Une progression de la maladie multipliée par 3

L’essai randomisé, publié lui aussi dans The New England Medicine Journal, confirme et démontre formellement l'existence des mêmes risques liés à la chirurgie mini-invasive. Pour la comparer à l’hystérectomie radicale ouverte, les chercheurs ont assigné de façon aléatoire 740 femmes atteintes d’un cancer du col utérin au stade précoce à l’une des deux procédures. Quatre an et demi après ses débuts, l’essai a finalement été arrêté en 2017 avec 631 patientes analysées. Les chercheurs ont en effet constaté que l'hystérectomie radicale mini-invasive était associée à une progression de la maladie multipliée par trois par rapport à l'hystérectomie radicale ouverte.

Par ailleurs, le taux de survie sans maladie à 4,5 ans était de 86% avec une chirurgie mini-invasive contre 96,5% avec une chirurgie ouverte.

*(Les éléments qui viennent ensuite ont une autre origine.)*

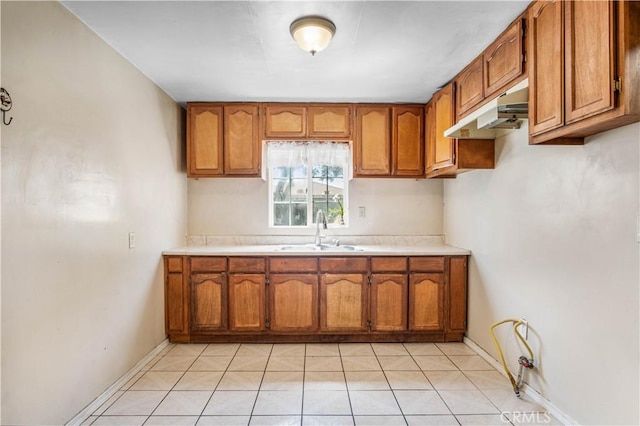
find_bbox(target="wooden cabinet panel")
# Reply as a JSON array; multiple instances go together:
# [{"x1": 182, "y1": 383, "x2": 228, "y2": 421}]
[
  {"x1": 320, "y1": 274, "x2": 367, "y2": 332},
  {"x1": 371, "y1": 257, "x2": 407, "y2": 272},
  {"x1": 371, "y1": 274, "x2": 408, "y2": 331},
  {"x1": 269, "y1": 257, "x2": 318, "y2": 272},
  {"x1": 564, "y1": 1, "x2": 615, "y2": 123},
  {"x1": 264, "y1": 104, "x2": 307, "y2": 138},
  {"x1": 269, "y1": 274, "x2": 318, "y2": 332},
  {"x1": 431, "y1": 83, "x2": 455, "y2": 170},
  {"x1": 229, "y1": 256, "x2": 267, "y2": 272},
  {"x1": 320, "y1": 257, "x2": 369, "y2": 272},
  {"x1": 228, "y1": 274, "x2": 266, "y2": 331},
  {"x1": 187, "y1": 105, "x2": 224, "y2": 177},
  {"x1": 448, "y1": 256, "x2": 467, "y2": 332},
  {"x1": 456, "y1": 55, "x2": 484, "y2": 120},
  {"x1": 164, "y1": 261, "x2": 189, "y2": 334},
  {"x1": 189, "y1": 256, "x2": 227, "y2": 272},
  {"x1": 482, "y1": 19, "x2": 524, "y2": 98},
  {"x1": 528, "y1": 0, "x2": 564, "y2": 135},
  {"x1": 224, "y1": 104, "x2": 262, "y2": 176},
  {"x1": 191, "y1": 273, "x2": 227, "y2": 331},
  {"x1": 391, "y1": 106, "x2": 424, "y2": 177},
  {"x1": 409, "y1": 273, "x2": 444, "y2": 330},
  {"x1": 354, "y1": 106, "x2": 391, "y2": 176},
  {"x1": 409, "y1": 256, "x2": 444, "y2": 272},
  {"x1": 307, "y1": 105, "x2": 351, "y2": 139}
]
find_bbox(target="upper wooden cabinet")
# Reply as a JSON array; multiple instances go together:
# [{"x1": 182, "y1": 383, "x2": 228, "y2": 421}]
[
  {"x1": 263, "y1": 104, "x2": 352, "y2": 139},
  {"x1": 354, "y1": 105, "x2": 424, "y2": 177},
  {"x1": 427, "y1": 83, "x2": 456, "y2": 176},
  {"x1": 224, "y1": 105, "x2": 262, "y2": 176},
  {"x1": 426, "y1": 82, "x2": 495, "y2": 178},
  {"x1": 455, "y1": 55, "x2": 484, "y2": 119},
  {"x1": 307, "y1": 105, "x2": 352, "y2": 139},
  {"x1": 454, "y1": 17, "x2": 525, "y2": 120},
  {"x1": 391, "y1": 105, "x2": 424, "y2": 177},
  {"x1": 528, "y1": 1, "x2": 640, "y2": 144},
  {"x1": 481, "y1": 18, "x2": 525, "y2": 98},
  {"x1": 187, "y1": 103, "x2": 261, "y2": 177},
  {"x1": 354, "y1": 105, "x2": 391, "y2": 176},
  {"x1": 187, "y1": 104, "x2": 224, "y2": 177}
]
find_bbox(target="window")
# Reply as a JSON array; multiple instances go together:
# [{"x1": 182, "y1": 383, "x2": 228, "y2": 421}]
[{"x1": 267, "y1": 142, "x2": 350, "y2": 227}]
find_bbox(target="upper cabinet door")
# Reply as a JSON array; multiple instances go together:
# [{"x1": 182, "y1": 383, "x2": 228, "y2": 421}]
[
  {"x1": 264, "y1": 104, "x2": 307, "y2": 139},
  {"x1": 187, "y1": 105, "x2": 224, "y2": 177},
  {"x1": 483, "y1": 19, "x2": 524, "y2": 97},
  {"x1": 392, "y1": 106, "x2": 424, "y2": 177},
  {"x1": 455, "y1": 55, "x2": 484, "y2": 118},
  {"x1": 528, "y1": 0, "x2": 564, "y2": 135},
  {"x1": 307, "y1": 105, "x2": 351, "y2": 139},
  {"x1": 431, "y1": 83, "x2": 455, "y2": 170},
  {"x1": 354, "y1": 106, "x2": 391, "y2": 176},
  {"x1": 564, "y1": 1, "x2": 615, "y2": 123},
  {"x1": 224, "y1": 104, "x2": 261, "y2": 176}
]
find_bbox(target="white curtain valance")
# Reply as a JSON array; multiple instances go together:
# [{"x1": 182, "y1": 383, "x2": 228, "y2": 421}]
[{"x1": 263, "y1": 141, "x2": 351, "y2": 179}]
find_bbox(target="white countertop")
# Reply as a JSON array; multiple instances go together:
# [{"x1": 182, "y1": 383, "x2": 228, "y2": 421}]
[{"x1": 162, "y1": 236, "x2": 471, "y2": 256}]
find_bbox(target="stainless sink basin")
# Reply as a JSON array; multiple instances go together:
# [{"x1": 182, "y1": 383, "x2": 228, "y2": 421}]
[{"x1": 276, "y1": 244, "x2": 362, "y2": 252}]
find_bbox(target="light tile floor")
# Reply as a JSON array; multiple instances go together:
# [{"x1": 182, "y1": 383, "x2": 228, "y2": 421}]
[{"x1": 84, "y1": 343, "x2": 561, "y2": 426}]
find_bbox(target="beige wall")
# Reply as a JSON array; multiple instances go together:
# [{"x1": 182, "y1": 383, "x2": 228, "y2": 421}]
[
  {"x1": 1, "y1": 2, "x2": 187, "y2": 424},
  {"x1": 188, "y1": 178, "x2": 442, "y2": 236},
  {"x1": 444, "y1": 124, "x2": 640, "y2": 424}
]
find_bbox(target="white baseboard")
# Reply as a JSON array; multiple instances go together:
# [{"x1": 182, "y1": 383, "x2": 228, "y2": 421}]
[
  {"x1": 65, "y1": 339, "x2": 169, "y2": 426},
  {"x1": 464, "y1": 336, "x2": 578, "y2": 425}
]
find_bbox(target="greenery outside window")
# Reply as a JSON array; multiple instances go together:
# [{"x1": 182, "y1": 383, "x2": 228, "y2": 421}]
[{"x1": 267, "y1": 142, "x2": 350, "y2": 227}]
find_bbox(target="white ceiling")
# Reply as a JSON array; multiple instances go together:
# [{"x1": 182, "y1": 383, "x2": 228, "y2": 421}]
[{"x1": 63, "y1": 0, "x2": 528, "y2": 103}]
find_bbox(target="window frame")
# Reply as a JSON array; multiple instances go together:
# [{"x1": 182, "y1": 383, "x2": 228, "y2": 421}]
[{"x1": 264, "y1": 141, "x2": 353, "y2": 229}]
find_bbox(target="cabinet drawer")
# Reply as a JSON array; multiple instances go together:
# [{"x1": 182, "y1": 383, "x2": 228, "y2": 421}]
[
  {"x1": 409, "y1": 256, "x2": 444, "y2": 271},
  {"x1": 320, "y1": 257, "x2": 367, "y2": 272},
  {"x1": 165, "y1": 257, "x2": 182, "y2": 272},
  {"x1": 269, "y1": 257, "x2": 318, "y2": 272},
  {"x1": 371, "y1": 257, "x2": 407, "y2": 272},
  {"x1": 191, "y1": 257, "x2": 227, "y2": 272},
  {"x1": 229, "y1": 257, "x2": 267, "y2": 272}
]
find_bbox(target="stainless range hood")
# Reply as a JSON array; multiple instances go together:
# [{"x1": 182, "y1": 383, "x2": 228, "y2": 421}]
[{"x1": 444, "y1": 79, "x2": 529, "y2": 139}]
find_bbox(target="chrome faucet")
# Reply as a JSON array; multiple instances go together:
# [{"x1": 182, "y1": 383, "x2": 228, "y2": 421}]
[{"x1": 314, "y1": 210, "x2": 327, "y2": 247}]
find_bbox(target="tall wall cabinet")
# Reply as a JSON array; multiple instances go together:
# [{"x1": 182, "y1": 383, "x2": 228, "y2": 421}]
[{"x1": 528, "y1": 0, "x2": 640, "y2": 144}]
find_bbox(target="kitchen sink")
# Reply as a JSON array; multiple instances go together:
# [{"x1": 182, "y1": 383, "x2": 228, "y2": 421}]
[{"x1": 276, "y1": 244, "x2": 363, "y2": 252}]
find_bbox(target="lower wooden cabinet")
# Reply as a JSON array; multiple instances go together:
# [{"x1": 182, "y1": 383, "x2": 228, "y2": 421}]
[
  {"x1": 191, "y1": 273, "x2": 227, "y2": 331},
  {"x1": 370, "y1": 273, "x2": 408, "y2": 331},
  {"x1": 164, "y1": 256, "x2": 467, "y2": 342},
  {"x1": 229, "y1": 274, "x2": 266, "y2": 331},
  {"x1": 269, "y1": 274, "x2": 318, "y2": 333},
  {"x1": 320, "y1": 273, "x2": 367, "y2": 332}
]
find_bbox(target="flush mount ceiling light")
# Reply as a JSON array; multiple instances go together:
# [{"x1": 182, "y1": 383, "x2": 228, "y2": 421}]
[{"x1": 289, "y1": 16, "x2": 336, "y2": 55}]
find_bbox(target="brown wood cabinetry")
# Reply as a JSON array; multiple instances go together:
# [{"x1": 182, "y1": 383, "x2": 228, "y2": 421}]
[
  {"x1": 307, "y1": 104, "x2": 352, "y2": 139},
  {"x1": 164, "y1": 256, "x2": 467, "y2": 342},
  {"x1": 391, "y1": 105, "x2": 424, "y2": 177},
  {"x1": 187, "y1": 102, "x2": 261, "y2": 178},
  {"x1": 528, "y1": 1, "x2": 640, "y2": 144},
  {"x1": 164, "y1": 256, "x2": 190, "y2": 342},
  {"x1": 354, "y1": 105, "x2": 424, "y2": 177},
  {"x1": 353, "y1": 105, "x2": 391, "y2": 176},
  {"x1": 426, "y1": 82, "x2": 495, "y2": 178},
  {"x1": 452, "y1": 55, "x2": 484, "y2": 120},
  {"x1": 482, "y1": 17, "x2": 525, "y2": 98},
  {"x1": 263, "y1": 103, "x2": 352, "y2": 140},
  {"x1": 228, "y1": 257, "x2": 266, "y2": 331}
]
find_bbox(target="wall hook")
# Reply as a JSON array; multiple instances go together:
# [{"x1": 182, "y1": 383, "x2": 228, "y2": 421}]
[{"x1": 0, "y1": 87, "x2": 13, "y2": 126}]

Enfin, le taux de survie globale après l’opération était de 91,2% dans le groupe peu invasif, contre 97,1% dans le groupe opéré selon la technique classique.

Remise en question de la chirurgie mini-invasive

"Notre étude souligne la nécessité de multiplier les essais cliniques randomisés dans le domaine de la chirurgie", a déclaré Pedro T. Ramirez, qui a dirigé l’essai. "Trop souvent, le succès d'une nouvelle intervention chirurgicale est mesuré par des données rétrospectives. Nous devons toujours tester et mesurer nos procédures pour déterminer ce qui convient le mieux à nos patients." Dans le cas présent, les données de l'essai clinique vont plus loin que l'étude rétrospective.

Un point de vue partagé par le Dr Alexander Melamed. "Bien que nous ayons besoin d'en apprendre davantage sur les raisons de ces résultats, les chirurgiens qui souhaitent offrir une hystérectomie radicale mini-invasive aux patientes atteintes du cancer du col de l'utérus doivent s'assurer de correctement les informer de ces risques."

"Personnellement, je n'offrirai pas d'hystérectomie radicale mini-invasive aux patientes qui viennent me voir pour un traitement du cancer du col de l'utérus avant que de nouvelles recherches convaincantes ne démontrent qu'une approche mini-invasive ne comporte pas ces risques."